Synaptic Rimosso da Oneiric in favore di Software Center

andreaz
24 giu 2011

Tra i vari comunicati che riguardano la prossima versione di Ubuntu 11.10, spunta la proposta di rimozione del gestore dei pacchetti Synaptic in favore di Ubuntu Software Center.. creando molti dubbi.

In poche parole è giunta l’ora anche per Synaptic ed era quasi prevedibile. Rimosso come installazione predefinita in Ubuntu 11.10 ma presente nei repositories online sarà installabile in un secondo tempo. Questa è la sorte per Synaptic che ha fatto la storia del desktop Linux (almeno con Debian) e che facilita la vita di chi ha bisogno di uno strumento avanzato per la gestione dei pacchetti.

A giudicare dal gran parlare intorno a Ubuntu Software Center e alle modifiche previste per Oneiric, la presenza di Synaptic era quasi controproducente per un’azienda che sta puntando tantissimo sul proprio “App Store” e che vuole anche veicolare le vendite del software tramite di esso.

Ciò non toglie che ci siano tante perplessità anche per il semplice fatto che Ubuntu Software Center non offre moltissime delle funzioni di Synpatic. I più speranzosi vorranno infatti credere che le funzioni mancanti, dopo la rimozione di Synaptic, saranno poi re-implementate nel Software Center. Realtà o semplice utopia? Stiamo a vedere..

Nel frattempo al link seguente trovi un confronto diretto tra Synaptic e Ubuntu Software Center per capire cosa manca ancora @ wiki.ubuntu.com


Articoli Molto Simili:

  • DPY

    Non credo che SC implementerà tutte le funzioni di Synaptic, visto che molte di queste sono complesse e fuori della portata dell’utente medio. L’utente abituato a Synaptic, o che abbia bisogno di funzionalità aggiuntive, dovrà sapere che deve scaricarlo dal repository.
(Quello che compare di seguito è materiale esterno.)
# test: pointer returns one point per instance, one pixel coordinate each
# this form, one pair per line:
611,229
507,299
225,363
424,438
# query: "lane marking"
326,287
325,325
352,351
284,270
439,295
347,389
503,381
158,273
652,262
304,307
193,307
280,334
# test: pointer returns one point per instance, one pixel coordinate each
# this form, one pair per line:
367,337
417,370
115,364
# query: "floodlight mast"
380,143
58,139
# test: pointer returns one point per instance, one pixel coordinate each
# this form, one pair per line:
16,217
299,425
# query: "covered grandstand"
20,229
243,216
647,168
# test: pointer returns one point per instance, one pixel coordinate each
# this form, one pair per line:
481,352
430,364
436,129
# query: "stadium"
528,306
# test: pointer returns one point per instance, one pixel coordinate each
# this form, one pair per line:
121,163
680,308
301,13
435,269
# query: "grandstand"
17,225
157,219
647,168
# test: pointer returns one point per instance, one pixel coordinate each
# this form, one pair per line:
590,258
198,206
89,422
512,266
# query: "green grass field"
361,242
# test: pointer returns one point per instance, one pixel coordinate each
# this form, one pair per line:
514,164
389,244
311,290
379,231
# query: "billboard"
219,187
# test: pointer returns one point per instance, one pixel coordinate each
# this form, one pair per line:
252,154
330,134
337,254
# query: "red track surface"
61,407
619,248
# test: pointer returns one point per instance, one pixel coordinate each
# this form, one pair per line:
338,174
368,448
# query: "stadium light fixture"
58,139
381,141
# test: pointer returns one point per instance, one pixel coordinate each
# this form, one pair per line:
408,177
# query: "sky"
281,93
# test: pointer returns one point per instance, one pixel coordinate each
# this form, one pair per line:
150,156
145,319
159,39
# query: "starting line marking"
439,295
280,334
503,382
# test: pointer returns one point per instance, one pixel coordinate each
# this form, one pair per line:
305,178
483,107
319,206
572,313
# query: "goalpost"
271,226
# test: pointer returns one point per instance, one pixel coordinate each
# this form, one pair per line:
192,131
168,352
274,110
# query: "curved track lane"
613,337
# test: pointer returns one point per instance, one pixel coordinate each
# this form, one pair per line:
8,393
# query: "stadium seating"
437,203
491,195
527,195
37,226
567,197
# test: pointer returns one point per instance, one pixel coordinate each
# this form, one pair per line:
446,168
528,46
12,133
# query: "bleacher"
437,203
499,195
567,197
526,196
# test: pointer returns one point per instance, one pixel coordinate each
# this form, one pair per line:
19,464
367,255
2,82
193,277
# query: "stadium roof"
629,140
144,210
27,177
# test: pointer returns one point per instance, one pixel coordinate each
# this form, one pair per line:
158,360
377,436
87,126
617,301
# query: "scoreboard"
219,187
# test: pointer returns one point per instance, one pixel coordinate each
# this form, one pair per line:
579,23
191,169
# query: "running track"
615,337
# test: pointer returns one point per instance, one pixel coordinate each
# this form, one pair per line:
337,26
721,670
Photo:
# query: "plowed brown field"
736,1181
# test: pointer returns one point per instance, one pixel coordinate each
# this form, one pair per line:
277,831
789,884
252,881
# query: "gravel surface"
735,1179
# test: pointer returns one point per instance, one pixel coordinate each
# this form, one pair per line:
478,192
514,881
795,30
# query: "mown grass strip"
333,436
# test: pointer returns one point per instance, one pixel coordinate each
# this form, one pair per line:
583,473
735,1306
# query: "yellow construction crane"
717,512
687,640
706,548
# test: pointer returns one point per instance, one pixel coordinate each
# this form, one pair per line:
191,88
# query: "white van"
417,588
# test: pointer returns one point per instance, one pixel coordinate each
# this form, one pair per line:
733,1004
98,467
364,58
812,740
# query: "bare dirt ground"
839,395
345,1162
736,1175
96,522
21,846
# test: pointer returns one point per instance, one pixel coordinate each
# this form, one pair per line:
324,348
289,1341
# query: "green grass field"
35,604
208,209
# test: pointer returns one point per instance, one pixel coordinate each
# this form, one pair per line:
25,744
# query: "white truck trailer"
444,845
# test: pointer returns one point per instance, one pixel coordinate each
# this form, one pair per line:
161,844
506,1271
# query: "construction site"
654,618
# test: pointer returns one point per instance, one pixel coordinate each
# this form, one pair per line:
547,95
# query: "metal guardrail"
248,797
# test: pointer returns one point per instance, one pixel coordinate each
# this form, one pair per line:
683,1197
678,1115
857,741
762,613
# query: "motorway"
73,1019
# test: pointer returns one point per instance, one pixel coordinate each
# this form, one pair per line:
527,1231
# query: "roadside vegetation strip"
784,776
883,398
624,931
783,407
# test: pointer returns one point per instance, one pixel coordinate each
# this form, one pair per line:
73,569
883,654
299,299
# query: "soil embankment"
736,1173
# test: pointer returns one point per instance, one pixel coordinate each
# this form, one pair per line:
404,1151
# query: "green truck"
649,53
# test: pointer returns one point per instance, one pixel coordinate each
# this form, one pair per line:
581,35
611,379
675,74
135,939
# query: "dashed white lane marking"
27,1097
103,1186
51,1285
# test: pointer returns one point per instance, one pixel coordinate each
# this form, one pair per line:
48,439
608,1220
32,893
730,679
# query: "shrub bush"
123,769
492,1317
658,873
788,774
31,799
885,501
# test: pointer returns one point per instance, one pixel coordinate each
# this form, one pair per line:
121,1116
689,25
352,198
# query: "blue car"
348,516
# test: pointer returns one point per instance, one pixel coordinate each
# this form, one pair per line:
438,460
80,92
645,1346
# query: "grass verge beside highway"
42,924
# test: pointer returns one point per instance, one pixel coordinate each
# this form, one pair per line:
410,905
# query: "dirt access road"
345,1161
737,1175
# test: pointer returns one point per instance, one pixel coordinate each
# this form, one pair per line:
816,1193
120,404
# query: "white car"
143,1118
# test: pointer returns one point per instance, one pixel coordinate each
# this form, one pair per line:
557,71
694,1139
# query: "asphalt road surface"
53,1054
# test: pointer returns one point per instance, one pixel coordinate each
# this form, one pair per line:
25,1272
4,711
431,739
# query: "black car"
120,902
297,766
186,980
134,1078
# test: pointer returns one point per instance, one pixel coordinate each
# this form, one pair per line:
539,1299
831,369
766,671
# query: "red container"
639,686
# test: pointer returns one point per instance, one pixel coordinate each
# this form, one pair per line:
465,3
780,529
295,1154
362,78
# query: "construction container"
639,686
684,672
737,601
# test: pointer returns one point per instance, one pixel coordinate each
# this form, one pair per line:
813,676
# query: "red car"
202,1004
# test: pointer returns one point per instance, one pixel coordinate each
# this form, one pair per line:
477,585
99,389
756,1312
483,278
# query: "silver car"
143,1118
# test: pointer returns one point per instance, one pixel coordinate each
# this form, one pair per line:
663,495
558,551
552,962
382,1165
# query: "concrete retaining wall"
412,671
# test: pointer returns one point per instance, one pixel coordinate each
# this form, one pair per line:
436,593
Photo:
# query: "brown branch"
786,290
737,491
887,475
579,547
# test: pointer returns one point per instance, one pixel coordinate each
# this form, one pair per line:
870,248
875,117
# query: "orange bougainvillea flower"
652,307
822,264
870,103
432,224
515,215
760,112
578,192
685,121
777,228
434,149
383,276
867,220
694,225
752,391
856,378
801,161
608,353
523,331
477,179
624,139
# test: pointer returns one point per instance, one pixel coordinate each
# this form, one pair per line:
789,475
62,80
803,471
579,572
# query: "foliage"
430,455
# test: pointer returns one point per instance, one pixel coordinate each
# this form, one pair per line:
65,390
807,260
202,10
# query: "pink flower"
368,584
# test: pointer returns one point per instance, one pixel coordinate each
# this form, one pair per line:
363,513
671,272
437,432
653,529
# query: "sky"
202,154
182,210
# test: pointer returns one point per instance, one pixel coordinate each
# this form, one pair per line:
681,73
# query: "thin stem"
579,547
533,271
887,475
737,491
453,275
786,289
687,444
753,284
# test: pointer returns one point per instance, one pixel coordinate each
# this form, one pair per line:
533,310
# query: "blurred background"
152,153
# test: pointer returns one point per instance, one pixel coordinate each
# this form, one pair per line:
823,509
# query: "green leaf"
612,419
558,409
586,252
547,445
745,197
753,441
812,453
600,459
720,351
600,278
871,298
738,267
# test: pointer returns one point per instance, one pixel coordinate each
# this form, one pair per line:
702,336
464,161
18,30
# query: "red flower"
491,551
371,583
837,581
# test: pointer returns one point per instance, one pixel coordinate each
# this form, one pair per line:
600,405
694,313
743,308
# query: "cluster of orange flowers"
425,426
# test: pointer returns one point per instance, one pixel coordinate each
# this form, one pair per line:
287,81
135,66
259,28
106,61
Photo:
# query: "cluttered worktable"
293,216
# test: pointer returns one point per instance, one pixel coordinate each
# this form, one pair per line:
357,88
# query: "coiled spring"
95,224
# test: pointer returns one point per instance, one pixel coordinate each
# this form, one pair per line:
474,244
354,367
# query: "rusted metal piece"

  • http://www.ubuntu-linux.it Andrea Zorzetto

    Inutile illudersi questa è la dura verità.
    E in tutti i casi per le cose più veloci rimangono sempre apt-get e dpkg..

  • Luca Toma

    A mio avviso la maggior parte degli utenti lo reinstallerà, il software center è comodo ma inutile per installare o disinstallare dei mirati pacchetti.
    Sarebbe bene che ubuntu tornasse a essere quello che era, si sta perdendo molto a mio avviso…

  • DPY

    Non vedo perché: per passare a Linux è necessario che la curva di apprendimento sia meno ripida possibile, quindi ci vuole una distribuzione che parta dal concetto che l’utente è un bimbominchia abituato a Windows. L’importante è che chi bimbominchia non è sappia che può riavere una distribuzione a sua misura con un paio di opzioni in sede di installazione o, mal che vada, qualche colpo di apt-get. Se così non è, c’è sempre Debian o, per chi vuol farsi male, Slackware.

  • http://www.ubuntu-linux.it Andrea Zorzetto

    A mio avviso tante cose si imparano “smanettando” soprattutto per i ragazzi. Avere uno strumento “sconosciuto” a disposizione può spingere un utente inesperto a provarlo e poi a cercare di capire il funzionamento dell’apt-get.
    L’utente esperto invece potrebbe nella maggior parte dei casi fare a meno di Synaptic.